Warren Beatty
Estos días, mientras discurría apaciblemente su festival de cine, en Donosti se respiraban a pleno pulmón sus repentinos aires libres. La última vez que estuve en esta ciudad, en noviembre del año pasado, ocurría todo lo contrario y su hermosura otoñal era irrespirable, la envolvía una atmósfera desesperanzada, viciada y espesa, cargada de la mala electricidad de los estanques de aguas turbias. Parecerá que no viene a cuento, pero viene, decir que a distancias astronómicas de ésta hay otra ciudad, Washington, más renombrada pero menos hecha a la medida de la gente humana, que no conozco ni conoceré nunca, en la que se respira, como aquí hace un año, humo de aguas podridas.Este salto de caballo, quebrado, de ciudad a ciudad, viene a cuento porque aún se me mueven en la retina, como puntas de rabos de lagartija, las libérrimas, crispadas como greñas de sarcasmos, imágenes que apresé hace unos días de una película estadounidense titulada Bulworth, que nos va a llegar pronto y dice, con más claridad y precisión que cien periódicos veraces apiñados, algo, sólo algo, de lo mucho que se está cociendo estos días bajo el humo del agua del estanque podrido que anega los altos despachos-cloaca de Washington, desde donde se gobierna o, es lo mismo, se humilla al mundo, y esa película habla de ello sin decirlo, y desde aquí, desde la repentinamente apaciguada Donosti cinematográfica, lo cuento, porque el contraste da nitidez a la evidencia de lo turbio.
Ha escrito, dirigido e interpretado esta película Warren Beatty, célebre hombre de cine norteamericano conocido también por su militancia política desde muy joven en el lado izquierdo, dicha esta palabra con cautelas, del bipartidismo que membra, cuando no desmenuza, el juego del poder en su país. Cotizado en las tiendas del glamour como gran macho de Hollywood, Beatty no hizo por azar aquel ancho y generoso filme titulado Rojos, donde contó y cantó con amistad, la corta y ajetreada vida de su compatriota John Reed, aquel periodista gringo que en México fue un intrépido luchador zapatista y luego, en la convulsa Petersburgo de Octubre de 1917, en el mismísimo ojo del huracán de los Diez días que conmovieron al mundo, se convirtió en el bolchevique de mirada clara e ingenua que diagnosticó como mefistofélica a la de Trotski.

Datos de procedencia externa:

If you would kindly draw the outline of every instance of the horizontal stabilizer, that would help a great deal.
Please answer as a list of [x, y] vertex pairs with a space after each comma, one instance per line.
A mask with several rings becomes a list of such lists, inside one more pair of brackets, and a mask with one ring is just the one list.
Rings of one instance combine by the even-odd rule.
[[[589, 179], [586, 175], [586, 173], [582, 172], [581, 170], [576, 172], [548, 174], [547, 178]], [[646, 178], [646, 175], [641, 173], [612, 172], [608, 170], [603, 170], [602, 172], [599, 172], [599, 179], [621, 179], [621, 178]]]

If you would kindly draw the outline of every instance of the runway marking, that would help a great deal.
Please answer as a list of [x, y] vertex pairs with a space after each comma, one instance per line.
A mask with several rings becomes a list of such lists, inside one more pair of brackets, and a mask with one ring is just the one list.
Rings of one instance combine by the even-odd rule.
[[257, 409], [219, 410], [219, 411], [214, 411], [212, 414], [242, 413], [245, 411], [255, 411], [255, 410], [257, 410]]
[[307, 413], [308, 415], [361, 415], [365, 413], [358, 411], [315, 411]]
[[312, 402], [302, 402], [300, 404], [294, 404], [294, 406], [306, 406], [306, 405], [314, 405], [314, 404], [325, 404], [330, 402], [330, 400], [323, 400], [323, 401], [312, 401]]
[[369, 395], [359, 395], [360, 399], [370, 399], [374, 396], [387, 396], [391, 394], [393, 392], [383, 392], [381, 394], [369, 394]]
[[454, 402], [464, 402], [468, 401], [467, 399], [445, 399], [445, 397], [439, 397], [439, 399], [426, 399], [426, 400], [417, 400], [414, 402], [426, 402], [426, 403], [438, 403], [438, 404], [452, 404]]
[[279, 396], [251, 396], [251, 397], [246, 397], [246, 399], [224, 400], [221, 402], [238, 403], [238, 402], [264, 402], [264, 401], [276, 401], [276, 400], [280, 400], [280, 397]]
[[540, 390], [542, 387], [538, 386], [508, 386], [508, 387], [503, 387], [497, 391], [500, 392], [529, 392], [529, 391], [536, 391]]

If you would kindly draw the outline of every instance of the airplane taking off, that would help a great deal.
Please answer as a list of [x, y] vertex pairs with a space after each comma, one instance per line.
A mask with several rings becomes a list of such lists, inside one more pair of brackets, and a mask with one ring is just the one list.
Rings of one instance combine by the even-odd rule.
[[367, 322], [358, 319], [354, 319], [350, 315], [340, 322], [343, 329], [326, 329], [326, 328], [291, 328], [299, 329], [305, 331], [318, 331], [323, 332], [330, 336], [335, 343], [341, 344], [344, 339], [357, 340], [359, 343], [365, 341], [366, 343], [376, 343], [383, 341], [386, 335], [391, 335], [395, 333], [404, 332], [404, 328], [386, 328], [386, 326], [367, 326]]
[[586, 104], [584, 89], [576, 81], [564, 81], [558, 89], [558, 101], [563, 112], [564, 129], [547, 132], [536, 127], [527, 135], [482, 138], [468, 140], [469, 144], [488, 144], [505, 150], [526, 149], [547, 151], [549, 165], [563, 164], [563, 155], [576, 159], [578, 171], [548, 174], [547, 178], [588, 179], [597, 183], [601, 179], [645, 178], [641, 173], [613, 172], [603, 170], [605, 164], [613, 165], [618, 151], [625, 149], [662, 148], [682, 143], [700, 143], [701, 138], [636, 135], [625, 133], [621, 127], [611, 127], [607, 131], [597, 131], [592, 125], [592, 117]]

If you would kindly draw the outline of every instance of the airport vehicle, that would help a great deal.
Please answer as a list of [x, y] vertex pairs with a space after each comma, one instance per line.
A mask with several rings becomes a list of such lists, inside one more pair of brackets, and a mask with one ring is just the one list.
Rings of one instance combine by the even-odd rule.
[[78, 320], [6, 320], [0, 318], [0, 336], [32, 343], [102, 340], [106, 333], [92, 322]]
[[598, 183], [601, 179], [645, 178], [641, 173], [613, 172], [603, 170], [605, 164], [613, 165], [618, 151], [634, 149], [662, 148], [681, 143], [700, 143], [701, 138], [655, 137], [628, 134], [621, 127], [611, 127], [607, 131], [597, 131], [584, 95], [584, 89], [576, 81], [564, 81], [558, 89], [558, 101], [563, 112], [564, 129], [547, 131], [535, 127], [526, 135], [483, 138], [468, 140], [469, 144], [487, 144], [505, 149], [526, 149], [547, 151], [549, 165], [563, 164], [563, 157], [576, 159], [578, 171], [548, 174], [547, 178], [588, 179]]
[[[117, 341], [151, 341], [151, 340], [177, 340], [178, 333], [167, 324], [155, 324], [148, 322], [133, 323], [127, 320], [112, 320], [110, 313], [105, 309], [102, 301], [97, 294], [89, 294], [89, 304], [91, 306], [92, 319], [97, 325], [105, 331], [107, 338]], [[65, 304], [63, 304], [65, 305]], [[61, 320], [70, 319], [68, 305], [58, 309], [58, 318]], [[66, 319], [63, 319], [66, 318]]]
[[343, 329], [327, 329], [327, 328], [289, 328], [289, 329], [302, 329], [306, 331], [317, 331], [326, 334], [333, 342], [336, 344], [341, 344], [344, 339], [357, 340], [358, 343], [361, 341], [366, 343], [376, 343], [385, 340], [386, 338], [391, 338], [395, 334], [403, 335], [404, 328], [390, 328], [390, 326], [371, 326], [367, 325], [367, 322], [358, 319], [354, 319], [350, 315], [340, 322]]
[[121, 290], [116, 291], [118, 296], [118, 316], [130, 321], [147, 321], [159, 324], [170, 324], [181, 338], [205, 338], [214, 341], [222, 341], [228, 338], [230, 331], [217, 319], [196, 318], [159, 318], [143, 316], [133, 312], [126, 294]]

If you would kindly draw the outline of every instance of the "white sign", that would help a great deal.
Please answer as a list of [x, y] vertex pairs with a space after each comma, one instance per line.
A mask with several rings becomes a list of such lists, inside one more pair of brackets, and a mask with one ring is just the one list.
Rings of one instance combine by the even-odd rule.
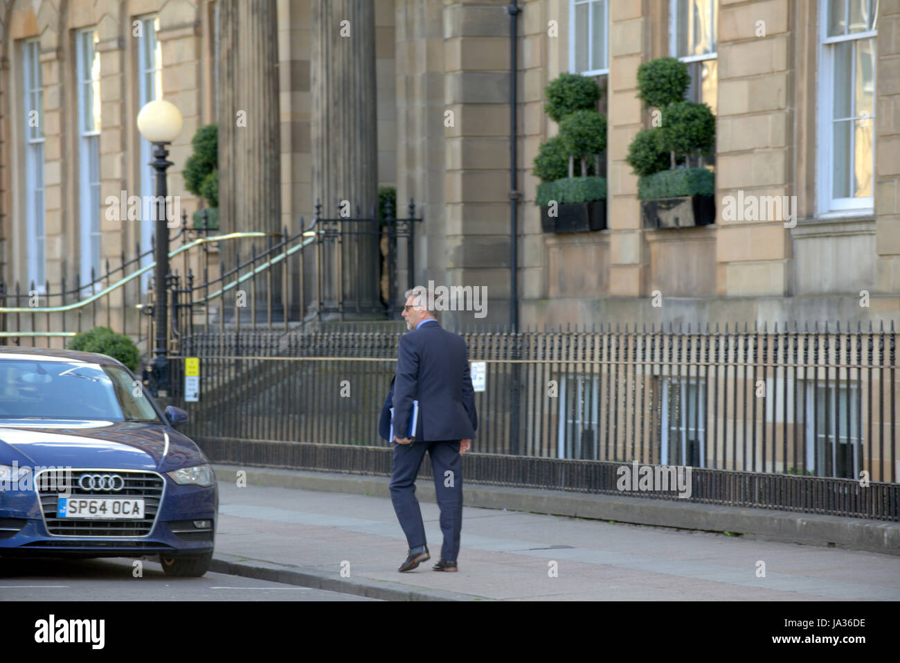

Warren Beatty (gran actor y supremo gozador, del que Woody Allen tiene escrito que cuando muera quiere reencarnarse en las yemas de los dedos de su mano derecha, que han palpado las más hermosas humedades del lado femenido del padrón municipal de Hollywood; y de quien la experta y deslenguada catadora de machos británica Joan Collins asegura que una noche entre sus sábanas equivale a cien encamamientos con los más resistentes cabalgadores y mejor armados cachas percherones del mundo) sigue siendo, con sesenta años a cuestas, un rojo salido e incorregible, que se ha soltado en Bulworth (asqueado por el olor a buitre carroñero que sube estos días de las alcantarillas políticas de Washington, y quien sabe si también compadecido por lo que le están haciendo a la pobre entrepierna de hombre común de su jefe Bill Clinton) la vieja melena, que últimamente su mujer y gendarme custodio, Anette Bening, le había apaisado y apaciguado, pero que ahora, estos días, casi con urgencia colérica, se ha encrespado de nuevo y ha hecho saltar a las pantallas una de las películas más subversivas de que hay noticia.
Fiereza, ilimitado coraje, amor asustado a su país, vergüenza ante su reducción a la indignidad, es lo que destilan las ideas que se mueven, como puntas de rabo de lagartija, dentro de este gallardo filme, que en el festival de Venecia no se atrevieron a premiar parcialmente, pues ningún cacho puede sacarse de su recio e introceable conjunto, y los astutos italianos, que tienen agujas para todos rotos, se sacaron de la manga un León de Oro para premiar a todo Warren Beatty, también (que se lo pregunten a la señora Collins) de una pieza, igualmente entero, introceable.